The Federal Energy Regulatory Commission (FERC) has set for hearing the proposed merger of Public Service Co. of Colorado (PSCC) with Southwestern Public Service Co. (SPS), directing that an initial decision be issued by January 31, 1997 (Docket No. EC96-2-000). The companies propose to interconnect by 2001 by constructing a 300-mile,
345-kilovolt transmission line, and to create a new registered holding company, temporarily called
"M-P New Co."
The FERC observed that the June 26 order does not reflect the outcome of its ongoing inquiry into its 30-year-old Commonwealth criteria for evaluating utility mergers. When the FERC does act in that inquiry, the parties and the presiding administrative law judge will be bound to take the new rules into account.
The FERC expressed concern about whether the proposed "hold harmless" provisions would adequately protect ratepayers, since they would expire before the parties become fully interconnected or the bulk of the merger savings are realized. The companies had proposed that for five years they would not seek a rate increase to recover any merger-related costs amortized during the first two years of postmerger operations and not offset by merger-related savings.
Citing concern about the merger's effect on bulk-power markets in the southwestern United States, the FERC also directed the parties to address whether the merger would affect competition, given transmission constraints on the SPS system.
Because it was unsure whether the merger would protect ratepayers from affiliate abuse, based on the proposed holding company structure, the FERC gave the applicants 15 days to choose between: 1) holding a hearing on the issue, or 2) abiding voluntarily by FERC policies on intracorporate transactions.

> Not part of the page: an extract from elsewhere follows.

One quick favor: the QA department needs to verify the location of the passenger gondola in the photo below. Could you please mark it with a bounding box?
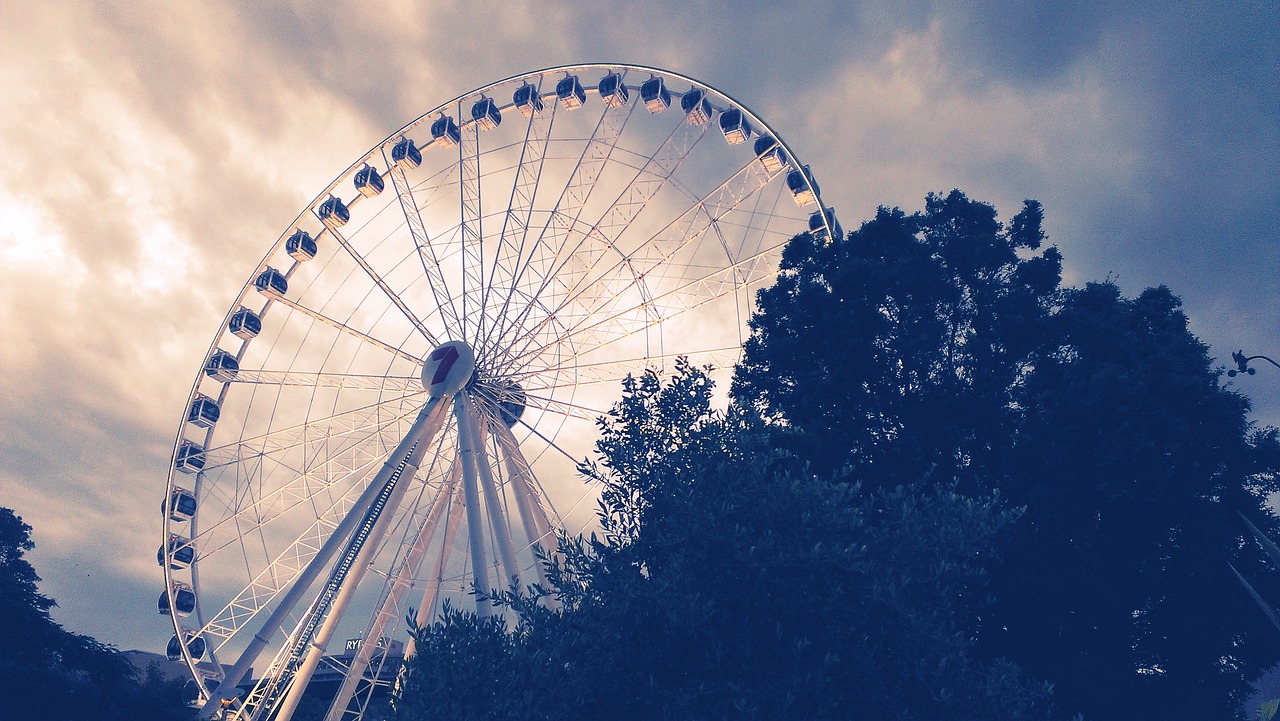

Commissioner William L. Massey, in a concurring opinion, raised the issue of impairment of effective state regulation. (The FERC decided not to explore that issue because the states had not raised it.) Massey observed that forming a holding company heightened the risk of such impairment because of the Mississippi Power & Light doctrine, which holds that state regulators setting retail rates have no authority to question the prudence of a FERC-approved allocation of capacity purchases among affiliates of a registered holding company system [Mississippi Power & Light Co. v. Mississippi, 487 U.S. 354 (1988)].
In the past, the FERC has said that shifting regulation from the states to the FERC does not diminish effective regulation; Massey called that conclusion "inappropriate." Massey believes the FERC should adopt the same approach toward impairment of effective state regulation as it does toward impairment of FERC regulation (em i.e., require the applicants to accept ameliorative conditions, or face a hearing. However, the FERC does not need to act in the PSCC/SPS case, Massey said, because the affected state commissions (PUCs) are free to impose conditions. The FERC should only act where a PUC has no authority to approve a merger and argues before the FERC that state regulation would be impaired.
Commissioner Vicky A. Bailey noted that while the order came at a "delicate time," parties should not "use a magnifying glass to try and read between the lines." FERC commissioners have not made up their minds on merger policy, Bailey noted.